The latest batch of Online Journalism Awards is a fantastic resource for student newsrooms. In an industry of constantly changing tools, the stories honored in this annual contest from the Online News Association represent excellence in digital journalism and provide models for student media programs to analyze. The 2019 awards were announced Sept. 14 at the ONA conference in New Orleans.
Ranging in category from general excellence to public service, breaking news and digital video storytelling, the contest entries represented online are great for students to explore and interact with on their own or as part of a complete lesson. The OJA site provides background about each project and a little about the reporting approach and impact of each piece, such as “Pain and profit” from The Dallas Morning News.
Teachers can use the set of 2019 winners in a variety of ways. Here’s one simple set of questions for a small-group exercise, full class discussion or individual writing prompt:
- Explain the story and its news value(s).

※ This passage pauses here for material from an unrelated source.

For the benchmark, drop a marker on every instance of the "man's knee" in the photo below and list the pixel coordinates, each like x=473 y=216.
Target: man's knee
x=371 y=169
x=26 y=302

- How does the story’s format enhance the reader experience?
- Describe the interactive feature(s).
- Consider the role of data in this story. What sources and/or data sets made this story possible? How was the data presented?
- What else about the story stands out to you, and what do you like about it?
Students also can compare award-winning professional work with their own past stories on the same topic. For example, student media programs in Northern California may have covered the Camp Fire story and will benefit from revisiting this award-winning breaking news entry from the San Francisco Chronicle.
The bottom of each page is a gold mine of additional stories labeled as past winners in this category.
Another cool discussion point is a comparison from work across newsroom size. Categories range from large to micro.
And editors or staff leaders looking to develop skills in a particular area may want to focus on one category or area for independent work.